Before he could answer, I added, "Between the rot and the Pileated Woodpeckers, it looks like you ain't long for this world, Charlie." 

The bark over his eyes shifted again as he crinkled his brow and wondered if  he had been insulted or not. A dead branch broke free and just missed my head. I realized then I had touched a nerve.

"Well, not all you humans can have conversations with trees. All of you used to be able to back in the day. Now only a select few are allowed into our conversations."

I accepted that I could talk to trees because well, one was talking to me and I had not consumed any hallucinogens for more than a few years, so I asked, "Back in the day?"

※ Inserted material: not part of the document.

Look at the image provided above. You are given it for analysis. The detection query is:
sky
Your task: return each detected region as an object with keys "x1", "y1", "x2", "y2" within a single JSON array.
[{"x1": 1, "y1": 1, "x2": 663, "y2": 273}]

"Yeah, according to the big Maple across from our dooryard, you Humans bred out your natural connections to the planet around 100,000 years ago when notions like property, tribalism, and greed infiltrated your minds. It took awhile, but here you are finally evolved into flaming assholes who consume way more than you put back. There is not a plant on the planet that likes you.  Hell, you can't even get along with yourselves."

Charlie went completely silent at that point and did not speak to me again for several weeks. The morning after the last of his blossoms had disappeared, he caught me throwing some demo in the trailer I take to the dump. He picked up right where we left off as if no time had passed since we last spoke.

Out of thin air I hear, "And you know what the real crime here is? You humans are in the driver's seat. There is a good chance your fate is our fate. And I gotta tell you, trees are not holding out much hope for a positive outcome."

I turned and looked Charlie in the one eye that was in permanent squint. 

"Me neither Charlie. Me neither."
______________________

Again only one song came to mind when I finished writing this. Here is Joni Mitchell singing "Big Yellow Taxi" at an outdoor festival in Great Britain in 1970. 

PS - I began this post ten years ago and dropped it not even half way in. It's a done deal now. Not sure how I feel about it.

The Weeping Cherry is not what it is officially called. My dad planted it in 1967 and he called it a Weeping Cherry. My next door neighbor who is more of a plant person told me once what it really was. I immediately forgot what she said. It will always be a Weeping Cherry to me.